First, for a specific TF, the presented D-SSCA model is constructed on other cell lines, and then used to predict TFBSs in the cell line of interest. The ChIP-seq datasets from GM12878, K562, Helas3 and Hepg2 cells are adopted in this study, because as shown in Figure 5A, most TFs across these cells are overlapped. As shown in Figure 5B, the average ROC–AUC of cross-cell line prediction is more than 0.8. However, across most datasets, the performance of the cross-cell line prediction is worse than the conventional prediction. This phenomenon indicates that the cell line-specific factors have dominant roles for TFs-DNA recognition, whereas the cell line-independent factors only play a supplementary role.

Performance of cross-cell line TFBSs prediction. (A) The overlap of TFs across GM12878, K562, Helas3 and Hepg2 cells. (B) The ROC–AUC comparison between cross-cell line prediction and conventional prediction. The cross-cell line prediction indicates that D-SSCA is constructed on other cell lines, and then used to predict TFBSs in the cell line of interest. (C) The ROC–AUC comparison between data augmentation and none augmentation. The data augmentation refers that D-SSCA is constructed using the universal dataset.
Figure 5

Performance of cross-cell line TFBSs prediction. (A) The overlap of TFs across GM12878, K562, Helas3 and Hepg2 cells. (B) The ROC–AUC comparison between cross-cell line prediction and conventional prediction. The cross-cell line prediction indicates that D-SSCA is constructed on other cell lines, and then used to predict TFBSs in the cell line of interest. (C) The ROC–AUC comparison between data augmentation and none augmentation. The data augmentation refers that D-SSCA is constructed using the universal dataset.

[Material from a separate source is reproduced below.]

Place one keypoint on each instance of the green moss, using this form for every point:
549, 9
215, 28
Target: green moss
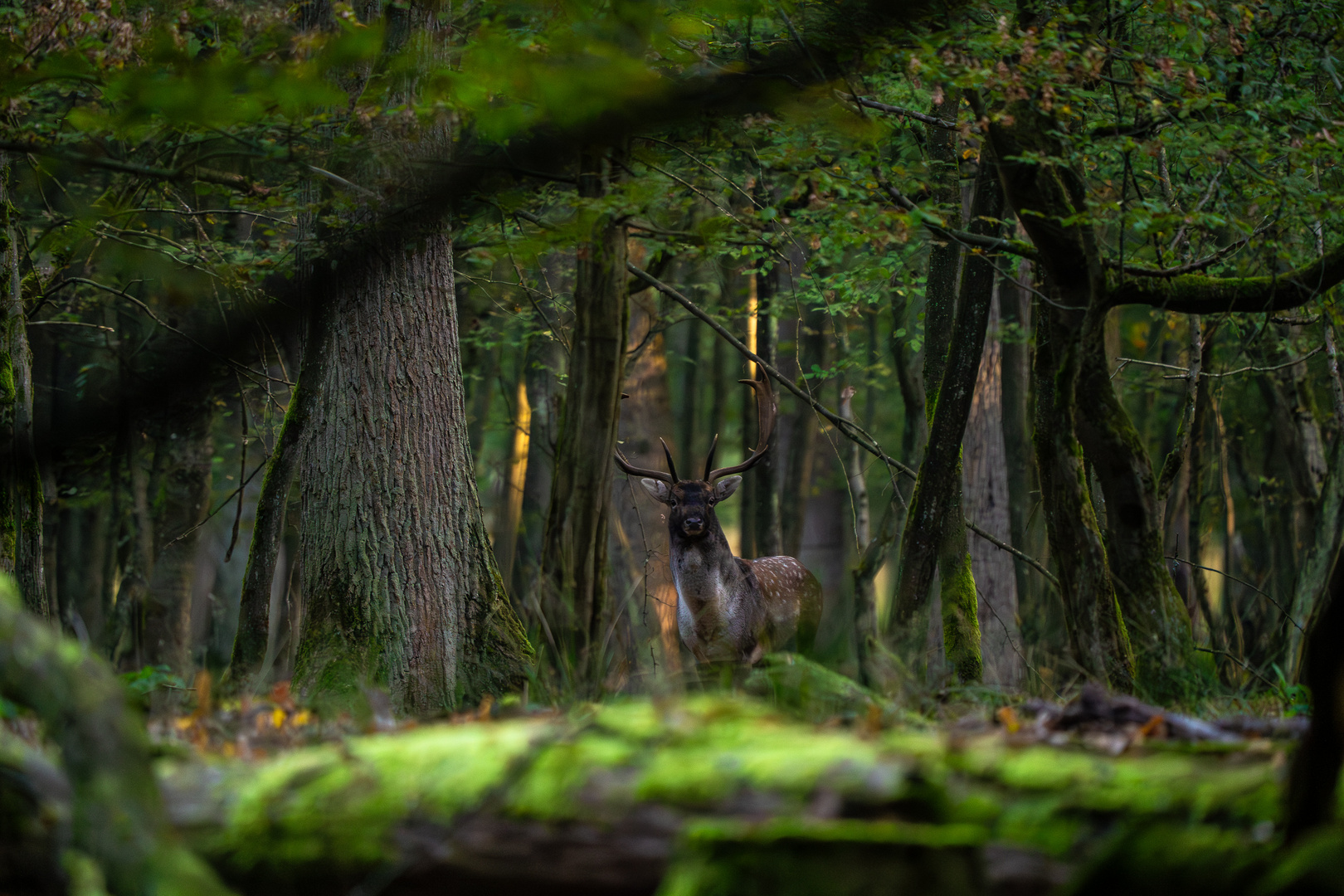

Furthermore, to study the availability of the presented D-SSCA model to simultaneously capture cell line-specific factors and cell line-independent factors cross-cell lines, CoREST, EZH2, GATA3, JUN, MYC, Pol2b, SP2 and SRF are selected form the ChIP-seq datasets. The D-SSCA model is constructed on the universal dataset. Considering a specific TF, the universal dataset is composed of all samples from different cell lines. As shown in Figure 5C, prediction using universal dataset has better performance than conventional prediction on the entire datasets except for CTCF. This observation demonstrates that the performance of D-SSCA can be further improved by learning cell line-specific factors and cell line-independent factors cross-cell lines. Besides, sequence and shape features may have common interplay patterns across various cell lines. Nevertheless, whether shape features are cell line-specific factors or cell line-independent factors now await validation.

4 Discussion

Here, we develop a convolution attention-based method, named D-SSCA, to predict TFBSs by jointly combining sequence and shape profiles. There have been several attempts to incorporate attention mechanism to improve the predictive power of CNNs in TFBSs prediction by assigning of more importance on the actual TFBSs in the input sequence. However, aforementioned studies only focus on capturing spatial correlations between features. To this end, we leverage the channel mechanism to boost the representation power of D-SSCA by learning the complex inter-channel dependency of various latent features.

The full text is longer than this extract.